Database implementation
- Design an ERD for your data. Think about which fields should be primary and foreign keys, and how you distinct new entries from already existing ones.
- Take notice of primary and foreign keys.
- Write a script that creates your database structure (python or sql), it should be separate from the main scraper code (but should be part of the project and submitted as well).
- Add to your scraper the ability to store the data it scrapes to the database you designed. It should store only new data and avoid duplicates.
- Work with Mysql database.
- If you'd like you can use ORM tools such as sqlalchemy.
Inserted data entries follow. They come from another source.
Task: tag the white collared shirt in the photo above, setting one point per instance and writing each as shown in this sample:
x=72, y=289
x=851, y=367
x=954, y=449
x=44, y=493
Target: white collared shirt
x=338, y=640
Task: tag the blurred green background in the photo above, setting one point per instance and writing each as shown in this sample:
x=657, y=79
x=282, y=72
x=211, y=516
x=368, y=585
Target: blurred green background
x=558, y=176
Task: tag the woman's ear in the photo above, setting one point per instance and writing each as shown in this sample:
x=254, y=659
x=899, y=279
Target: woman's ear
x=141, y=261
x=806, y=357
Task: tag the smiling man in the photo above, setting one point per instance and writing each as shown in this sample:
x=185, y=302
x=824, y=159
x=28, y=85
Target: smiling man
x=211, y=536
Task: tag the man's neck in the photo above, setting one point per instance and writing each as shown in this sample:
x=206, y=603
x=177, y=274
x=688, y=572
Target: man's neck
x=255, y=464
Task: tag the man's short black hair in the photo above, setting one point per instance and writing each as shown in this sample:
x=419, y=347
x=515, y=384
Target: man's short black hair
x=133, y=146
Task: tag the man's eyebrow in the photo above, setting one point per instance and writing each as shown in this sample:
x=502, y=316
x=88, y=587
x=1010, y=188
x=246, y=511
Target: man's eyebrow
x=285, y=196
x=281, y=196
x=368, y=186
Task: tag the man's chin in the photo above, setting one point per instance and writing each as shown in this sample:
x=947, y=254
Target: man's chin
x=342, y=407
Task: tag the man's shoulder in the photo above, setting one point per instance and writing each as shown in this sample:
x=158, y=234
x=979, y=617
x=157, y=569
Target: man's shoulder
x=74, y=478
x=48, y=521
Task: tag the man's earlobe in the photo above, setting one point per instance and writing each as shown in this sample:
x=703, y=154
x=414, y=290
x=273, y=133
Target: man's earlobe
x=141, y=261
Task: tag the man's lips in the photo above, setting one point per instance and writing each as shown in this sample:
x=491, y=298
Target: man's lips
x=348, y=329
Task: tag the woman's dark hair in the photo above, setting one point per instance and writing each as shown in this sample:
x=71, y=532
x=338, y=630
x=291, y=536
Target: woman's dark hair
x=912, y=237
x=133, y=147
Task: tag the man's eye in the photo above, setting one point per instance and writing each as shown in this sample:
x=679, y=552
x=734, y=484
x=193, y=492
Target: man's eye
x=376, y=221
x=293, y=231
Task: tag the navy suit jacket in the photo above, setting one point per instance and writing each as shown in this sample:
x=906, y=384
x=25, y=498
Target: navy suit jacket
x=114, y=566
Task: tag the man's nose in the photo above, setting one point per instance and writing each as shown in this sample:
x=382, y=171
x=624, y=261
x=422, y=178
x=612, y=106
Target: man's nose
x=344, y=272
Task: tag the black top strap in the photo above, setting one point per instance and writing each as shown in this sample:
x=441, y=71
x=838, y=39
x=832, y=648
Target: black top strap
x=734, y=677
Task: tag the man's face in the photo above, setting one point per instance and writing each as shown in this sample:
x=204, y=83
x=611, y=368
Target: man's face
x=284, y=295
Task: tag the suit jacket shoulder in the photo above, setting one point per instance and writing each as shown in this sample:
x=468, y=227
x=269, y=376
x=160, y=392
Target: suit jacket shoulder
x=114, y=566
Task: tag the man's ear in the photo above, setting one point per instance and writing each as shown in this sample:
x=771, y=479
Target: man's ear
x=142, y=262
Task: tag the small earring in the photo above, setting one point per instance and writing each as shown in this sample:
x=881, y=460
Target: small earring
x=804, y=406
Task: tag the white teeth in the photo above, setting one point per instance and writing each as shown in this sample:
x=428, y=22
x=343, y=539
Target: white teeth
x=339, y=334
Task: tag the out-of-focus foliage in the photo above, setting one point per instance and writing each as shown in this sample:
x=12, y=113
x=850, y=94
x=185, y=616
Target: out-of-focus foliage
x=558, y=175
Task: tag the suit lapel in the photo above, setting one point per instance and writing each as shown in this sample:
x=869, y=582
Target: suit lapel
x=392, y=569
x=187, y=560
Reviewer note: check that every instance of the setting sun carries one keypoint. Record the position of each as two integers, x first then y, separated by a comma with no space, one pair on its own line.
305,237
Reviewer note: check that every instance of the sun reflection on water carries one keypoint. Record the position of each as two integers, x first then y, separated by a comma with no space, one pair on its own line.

- Add a DB documentation section to the README.md file, including an ERD diagram and explanations about each table and its columns.
Checkpoint #1
- Choose a website that contains data (a lot) which is not publicly available via an API. The data should keep being updated frequently, and every data point (a news article / a weather prediction / a movie review) should contain as many details as possible). Be creative!
- Confirm your data source with one of the tech mentors before going to the next step.
- Read through this tutorial, or watch this video (or both) to learn about the requests package of Python that allows you to send requests and get responses from web servers.
- Read through this tutorial, or watch this video to learn about the beautifulsoup package of Python that allows you to parse the response.
- Code your own web scraper. You're required to adhere to conventions and write clean and quality well-structured code. The web scraper should be able to query your data source and print the collected data to the screen. You should be able to change the settings of the web scraper according to your needs.
- You can only use requests and bs4 packages, and selenium if needed.
- Create a public github repository and maintain the code of your project there.
- Add a README.md file that explains what website you are using, how did you go about solving the problem, how to run your code etc. It should give all the information necessary to users that just got your code and want to use it to scrape. (makeareadme.com or readme.so can help)
- Add a requirements.txt file with all the installations required with pip on top of bare Python installation to allow your code to run.